Il Cacciatore di Orfani: un viaggio noir nella gelida Islanda – Recensione

Il Cacciatore di Orfani è un romanzo di Yrsa Sigurdardóttir, ingegnere e scrittrice islandese che alterna la scrittura di thriller a romanzi per bambini. L’autrice vive ed opera a Reykjavík e i suoi romanzi ci affascinano proprio per la loro algida freddezza e brutalità.

Il Cacciatore di Orfani è edito in Italia da Mondadori, che inserisce la scrittrice nordica nel proprio catalogo, dove figurano già autori come Dan Brown o William Gibson.

Il libro si apre come in un classico di genere noir.

L’ambientazione è quella della gelida Islanda e della sua capitale, Reykjavík. Su questo sfondo desolato e desolante si staglia la vicenda che vede protagonista il detective Huldar a cui, per la prima volta, viene assegnato il primo caso importante: l’omicidio efferato di una giovane madre.

La testimone oculare del misfatto è la figlia della donna , una bambina di sette anni che ora vive in stato di shock post traumatico. Per questo motivo viene inserita nell’indagine una psicologa, Freyja che aiuterà Huldar a risolvere il caso e a viaggiare nei meandri più oscuri della mente umana. Questo viaggio di cui viene restituito il biglietto di ritorno, cambierà per sempre il detective e il modo di approcciarsi alla materia di indagine. Solo così, conoscendo il male e il dolore più estremo si riuscirà a scoprire la vera identità dell’assassino.

Il Cacciatore di Orfani è un libro in pieno stile noir che strizza l’occhio ai romanzi di formazione

Il romanzo Il Cacciatore di Orfani non è il classico thriller. Risente molto dell’influenza della letteratura nordica e di quel filone quasi fantasy dove le descrizioni la fanno da padrona.

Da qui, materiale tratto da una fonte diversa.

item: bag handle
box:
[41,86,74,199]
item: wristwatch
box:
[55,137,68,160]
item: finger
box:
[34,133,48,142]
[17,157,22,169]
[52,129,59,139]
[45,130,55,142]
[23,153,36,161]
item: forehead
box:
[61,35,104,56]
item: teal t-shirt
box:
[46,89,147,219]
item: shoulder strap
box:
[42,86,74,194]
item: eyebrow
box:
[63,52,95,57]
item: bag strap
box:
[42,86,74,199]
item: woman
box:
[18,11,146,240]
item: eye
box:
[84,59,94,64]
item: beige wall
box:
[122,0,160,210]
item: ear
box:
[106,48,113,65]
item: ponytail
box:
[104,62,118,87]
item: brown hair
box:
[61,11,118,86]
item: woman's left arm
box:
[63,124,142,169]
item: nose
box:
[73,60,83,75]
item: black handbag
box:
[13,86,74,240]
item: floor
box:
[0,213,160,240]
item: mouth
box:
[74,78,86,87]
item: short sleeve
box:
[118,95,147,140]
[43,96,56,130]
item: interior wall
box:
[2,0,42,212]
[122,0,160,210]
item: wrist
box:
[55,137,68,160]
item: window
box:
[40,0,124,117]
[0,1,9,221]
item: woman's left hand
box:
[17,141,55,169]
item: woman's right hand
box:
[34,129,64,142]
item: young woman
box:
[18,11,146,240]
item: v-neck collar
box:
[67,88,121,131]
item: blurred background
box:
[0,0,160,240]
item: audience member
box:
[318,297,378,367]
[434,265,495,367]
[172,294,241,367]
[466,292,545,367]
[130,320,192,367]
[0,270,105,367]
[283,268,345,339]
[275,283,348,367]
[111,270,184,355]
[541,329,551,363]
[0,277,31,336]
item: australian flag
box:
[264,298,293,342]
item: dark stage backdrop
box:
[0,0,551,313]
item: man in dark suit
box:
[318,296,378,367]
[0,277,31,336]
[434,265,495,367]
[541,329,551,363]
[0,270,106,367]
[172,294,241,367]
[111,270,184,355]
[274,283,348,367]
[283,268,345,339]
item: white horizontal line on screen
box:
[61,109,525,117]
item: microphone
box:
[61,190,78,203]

Come in un bel romanzo russo colmo di descrizioni e drammatica brutalità, il plot prosegue in maniera tranquilla e quasi non ci si accorge di leggere, in realtà, un thriller poliziesco. Questa è forse la nota dolente della trattazione della materia. Un libro con uno stile fin troppo benevolo per essere un romanzo di genere noir.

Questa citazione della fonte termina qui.